O Uruguai anunciou nesta quarta-feira (7), durante a reunião do Conselho do Mercado Comum (CMC) realizada por teleconferência, que iniciará conversas com países de fora do Mercosul para negociar acordos comerciais, o que até agora é vetado pelo bloco.

"A posição do ministro das Relações Exteriores (Francisco Bustillo) e da ministra de Economia e Finanças (Azucena Arbeleche) foi defender a modernização do bloco através de uma agenda substantiva, ágil, dinâmica, flexível e permanente de negociações externas", pronunciou-se o governo uruguaio através de um comunicado divulgado pelo Ministério das Relações Exteriores.

Na nota, o Uruguai disse entender que a decisão 32/00, que proíbe a assinatura individual de acordos por partes dos países membros, não está em vigor porque "nunca foi internalizada".

O Paraguai, por sua vez, defendeu as negociações conjuntas do Mercosul com países de fora do grupo e com outros blocos. O ministro das Relações Exteriores paraguaio, Euclides Acevedo, apelou durante a reunião do CMC para as regras fundadoras do bloco e os objetivos estabelecidos no Tratado de Assunção, assinado há 30 anos. Ele também frisou a importância de que as decisões dentro do Mercocul sejam tomadas por consenso.

Segundo fontes do Ministério das Relações Exteriores da Argentina, que encerra seu período na presidência rotativa do bloco, a reunião do CMC teve participação do chanceler do país, Felipe Solá, além do brasileiro Carlos Alberto França, o paraguaio Euclides Acevedo e o uruguaio Francisco Bustillo.

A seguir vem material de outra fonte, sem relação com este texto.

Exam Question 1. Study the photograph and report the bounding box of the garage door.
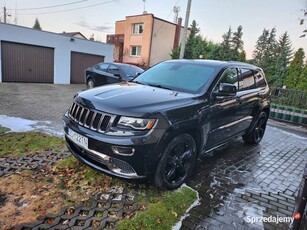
[70,52,104,84]
[1,41,54,83]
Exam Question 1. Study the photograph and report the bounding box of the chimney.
[173,18,182,49]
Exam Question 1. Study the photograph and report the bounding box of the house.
[0,23,114,84]
[107,13,183,68]
[59,31,87,39]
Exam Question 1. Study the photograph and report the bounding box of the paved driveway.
[0,83,307,230]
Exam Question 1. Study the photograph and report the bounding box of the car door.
[107,64,122,84]
[206,67,239,150]
[236,67,259,132]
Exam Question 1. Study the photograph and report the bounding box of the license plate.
[67,129,88,148]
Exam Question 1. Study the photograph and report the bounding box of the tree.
[231,25,245,61]
[285,48,306,90]
[33,18,42,30]
[253,28,278,83]
[184,20,202,59]
[219,27,232,61]
[297,63,307,91]
[273,32,293,87]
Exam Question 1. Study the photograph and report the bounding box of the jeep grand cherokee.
[63,60,270,189]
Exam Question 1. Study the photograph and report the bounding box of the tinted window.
[134,62,215,92]
[214,68,238,91]
[239,68,256,91]
[108,65,120,75]
[94,63,109,72]
[254,70,266,87]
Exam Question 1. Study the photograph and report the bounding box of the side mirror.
[213,83,237,96]
[113,73,120,78]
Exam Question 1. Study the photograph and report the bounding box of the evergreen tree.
[184,20,199,59]
[274,32,293,87]
[253,28,278,83]
[170,46,181,59]
[238,50,246,62]
[33,18,42,30]
[204,41,222,60]
[231,26,244,61]
[219,27,232,61]
[285,48,306,90]
[297,63,307,91]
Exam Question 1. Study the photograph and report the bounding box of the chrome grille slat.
[74,105,80,122]
[71,103,77,117]
[68,103,112,133]
[97,114,105,132]
[90,112,97,130]
[78,107,84,125]
[83,109,90,128]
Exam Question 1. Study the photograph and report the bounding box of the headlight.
[117,117,157,130]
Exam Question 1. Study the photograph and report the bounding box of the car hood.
[75,83,195,117]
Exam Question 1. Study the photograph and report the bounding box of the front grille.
[66,138,136,175]
[68,103,111,132]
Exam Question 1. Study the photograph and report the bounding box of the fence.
[270,88,307,125]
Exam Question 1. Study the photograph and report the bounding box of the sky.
[0,0,307,58]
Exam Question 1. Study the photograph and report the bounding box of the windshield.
[133,62,215,93]
[120,65,144,78]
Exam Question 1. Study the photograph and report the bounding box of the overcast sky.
[0,0,307,58]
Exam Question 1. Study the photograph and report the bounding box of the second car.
[85,62,144,89]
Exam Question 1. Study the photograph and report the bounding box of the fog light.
[111,146,135,156]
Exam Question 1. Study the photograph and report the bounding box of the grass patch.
[0,125,10,134]
[0,132,65,157]
[116,187,197,230]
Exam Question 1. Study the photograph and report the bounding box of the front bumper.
[63,115,164,179]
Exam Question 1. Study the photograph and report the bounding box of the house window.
[132,23,144,34]
[130,46,142,57]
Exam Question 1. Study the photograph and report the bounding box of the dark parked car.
[63,60,270,189]
[85,62,144,88]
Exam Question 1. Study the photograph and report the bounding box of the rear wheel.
[86,79,95,89]
[154,134,197,189]
[242,112,268,144]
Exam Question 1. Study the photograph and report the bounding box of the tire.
[154,134,197,190]
[86,79,95,89]
[242,112,268,145]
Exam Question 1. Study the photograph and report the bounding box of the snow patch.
[0,115,64,137]
[271,126,307,140]
[172,184,200,230]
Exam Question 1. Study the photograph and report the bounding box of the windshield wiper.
[148,84,174,90]
[131,81,148,85]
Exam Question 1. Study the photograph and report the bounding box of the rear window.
[254,70,266,87]
[135,62,215,93]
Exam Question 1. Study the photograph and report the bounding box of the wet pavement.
[0,83,307,230]
[182,122,307,230]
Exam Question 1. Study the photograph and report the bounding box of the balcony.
[107,34,125,44]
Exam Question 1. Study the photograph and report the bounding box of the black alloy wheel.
[242,112,268,144]
[155,134,197,189]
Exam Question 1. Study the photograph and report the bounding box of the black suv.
[63,60,270,189]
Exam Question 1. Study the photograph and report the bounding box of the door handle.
[236,97,243,102]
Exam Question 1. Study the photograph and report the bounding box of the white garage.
[0,23,114,84]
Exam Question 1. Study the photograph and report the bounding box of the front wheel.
[154,134,197,189]
[242,112,268,144]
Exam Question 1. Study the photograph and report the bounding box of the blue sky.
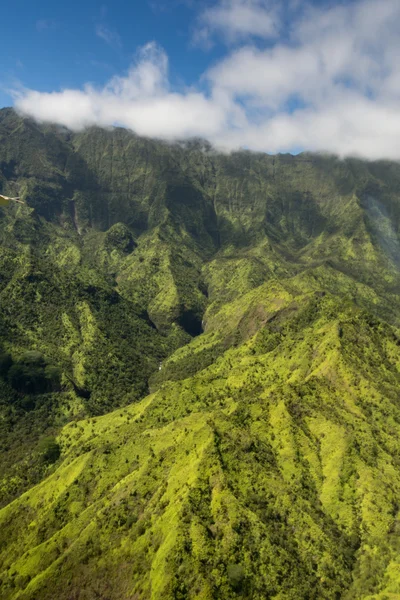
[0,0,400,159]
[0,0,223,106]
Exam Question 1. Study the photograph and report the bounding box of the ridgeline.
[0,109,400,600]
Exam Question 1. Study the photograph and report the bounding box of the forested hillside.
[0,109,400,600]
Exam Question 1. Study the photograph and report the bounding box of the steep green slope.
[0,109,400,600]
[0,294,400,599]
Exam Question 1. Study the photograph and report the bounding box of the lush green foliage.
[0,110,400,600]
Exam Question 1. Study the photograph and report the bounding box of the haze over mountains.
[0,109,400,600]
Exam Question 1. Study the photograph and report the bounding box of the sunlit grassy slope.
[0,110,400,600]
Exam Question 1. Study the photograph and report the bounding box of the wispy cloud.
[96,24,122,49]
[194,0,281,45]
[15,0,400,160]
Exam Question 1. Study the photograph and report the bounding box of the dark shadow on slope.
[176,310,203,337]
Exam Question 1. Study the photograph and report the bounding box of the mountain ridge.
[0,110,400,600]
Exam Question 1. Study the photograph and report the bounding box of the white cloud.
[195,0,280,43]
[16,43,225,139]
[15,0,400,160]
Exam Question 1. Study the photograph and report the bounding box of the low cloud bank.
[15,0,400,160]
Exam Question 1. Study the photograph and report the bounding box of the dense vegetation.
[0,109,400,600]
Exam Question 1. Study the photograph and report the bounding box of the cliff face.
[0,109,400,600]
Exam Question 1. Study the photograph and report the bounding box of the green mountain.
[0,109,400,600]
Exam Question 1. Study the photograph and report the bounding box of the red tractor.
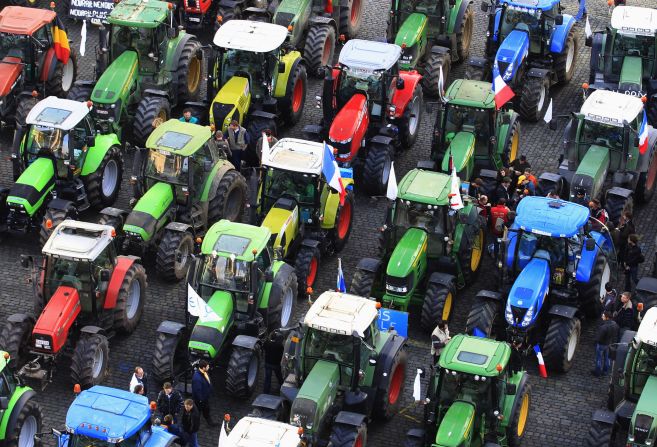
[304,39,422,195]
[0,220,146,389]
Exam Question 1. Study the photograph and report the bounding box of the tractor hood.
[189,290,233,359]
[505,256,550,328]
[7,158,55,216]
[436,400,475,447]
[495,29,529,83]
[123,182,173,241]
[441,131,475,172]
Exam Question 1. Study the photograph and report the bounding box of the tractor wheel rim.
[101,160,119,197]
[18,415,38,447]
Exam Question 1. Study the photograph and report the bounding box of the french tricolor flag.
[493,62,516,110]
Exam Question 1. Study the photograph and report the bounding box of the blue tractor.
[466,196,616,372]
[52,385,176,447]
[465,0,579,122]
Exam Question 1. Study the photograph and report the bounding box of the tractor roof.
[580,90,643,127]
[303,291,378,336]
[397,169,451,205]
[338,39,401,73]
[212,20,287,53]
[439,334,511,377]
[25,96,89,131]
[146,119,212,157]
[262,138,324,175]
[228,418,299,447]
[107,0,171,28]
[611,6,657,36]
[0,6,57,36]
[66,385,151,442]
[201,219,271,261]
[41,219,115,261]
[445,79,495,109]
[513,196,589,237]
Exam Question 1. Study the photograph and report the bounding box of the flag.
[322,142,347,205]
[639,110,648,154]
[493,63,516,110]
[534,345,547,379]
[386,161,399,200]
[335,258,347,293]
[52,16,71,65]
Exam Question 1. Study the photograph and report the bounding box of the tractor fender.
[103,256,139,309]
[550,14,575,53]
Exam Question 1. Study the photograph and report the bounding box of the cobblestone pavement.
[0,0,657,447]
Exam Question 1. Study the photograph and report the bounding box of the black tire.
[374,349,407,421]
[422,53,452,97]
[554,27,579,85]
[362,143,394,196]
[82,146,123,210]
[174,37,203,104]
[4,397,43,447]
[226,344,261,399]
[518,76,551,123]
[208,169,247,224]
[71,333,109,390]
[155,230,194,282]
[420,283,454,333]
[303,24,336,77]
[46,51,78,98]
[114,263,147,334]
[294,245,321,299]
[132,96,171,147]
[543,317,582,373]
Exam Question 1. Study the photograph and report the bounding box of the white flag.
[187,283,223,323]
[386,161,398,200]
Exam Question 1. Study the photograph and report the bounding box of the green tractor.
[152,220,297,398]
[250,138,354,296]
[68,0,203,146]
[0,96,123,245]
[431,79,520,182]
[539,90,657,224]
[251,292,406,447]
[100,120,247,281]
[585,307,657,447]
[351,169,484,331]
[404,334,531,447]
[387,0,475,96]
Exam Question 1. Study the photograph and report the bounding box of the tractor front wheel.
[71,333,109,390]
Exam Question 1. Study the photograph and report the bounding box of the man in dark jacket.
[591,310,618,377]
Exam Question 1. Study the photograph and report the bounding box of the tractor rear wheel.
[82,146,123,210]
[543,317,582,372]
[155,230,194,282]
[114,263,146,334]
[132,96,171,147]
[294,245,321,299]
[207,169,247,224]
[362,143,394,196]
[420,283,454,332]
[226,344,261,399]
[303,24,336,77]
[374,349,407,421]
[71,333,109,390]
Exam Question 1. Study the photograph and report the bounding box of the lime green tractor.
[250,138,354,296]
[0,96,123,245]
[350,169,484,331]
[68,0,203,146]
[404,334,531,447]
[387,0,475,96]
[101,120,246,281]
[151,220,297,398]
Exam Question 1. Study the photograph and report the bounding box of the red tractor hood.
[32,286,81,354]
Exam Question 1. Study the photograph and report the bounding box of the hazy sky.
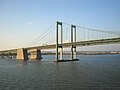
[0,0,120,50]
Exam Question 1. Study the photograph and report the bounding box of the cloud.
[27,22,32,25]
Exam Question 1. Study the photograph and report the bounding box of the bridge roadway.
[0,38,120,54]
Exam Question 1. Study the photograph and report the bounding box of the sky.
[0,0,120,50]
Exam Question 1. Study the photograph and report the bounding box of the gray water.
[0,55,120,90]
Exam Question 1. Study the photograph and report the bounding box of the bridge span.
[0,21,120,61]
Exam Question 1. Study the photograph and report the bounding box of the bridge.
[0,21,120,62]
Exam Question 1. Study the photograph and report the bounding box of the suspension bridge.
[0,21,120,62]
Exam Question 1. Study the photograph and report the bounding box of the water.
[0,55,120,90]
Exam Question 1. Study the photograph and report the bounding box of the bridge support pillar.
[17,48,28,60]
[55,21,63,61]
[30,49,42,60]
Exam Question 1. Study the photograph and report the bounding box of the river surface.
[0,55,120,90]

O chanceler da Bolívia, Rogelio Mayta, também participou na condição de convidado e por seu país estar em processo de adesão ao grupo.

Encontro de presidentes

Nesta quinta-feira será realizada, também virtualmente, a Cúpula de Chefes de Estado do Mercosul, Países Associados e Convidados Especiais, na qual a Argentina fará a transferência oficial da presidência bianual para o Brasil. A reunião debaterá, entre outras questões, a estratégia comercial do bloco, que gerou fortes divergências internas nos últimos meses.

Tanto o anfitrião, o presidente argentino Alberto Fernández, como Jair Bolsonaro, Mario Abdo Benítez (Paraguai), e Luis Lacalle Pou (Uruguai) vão discursar.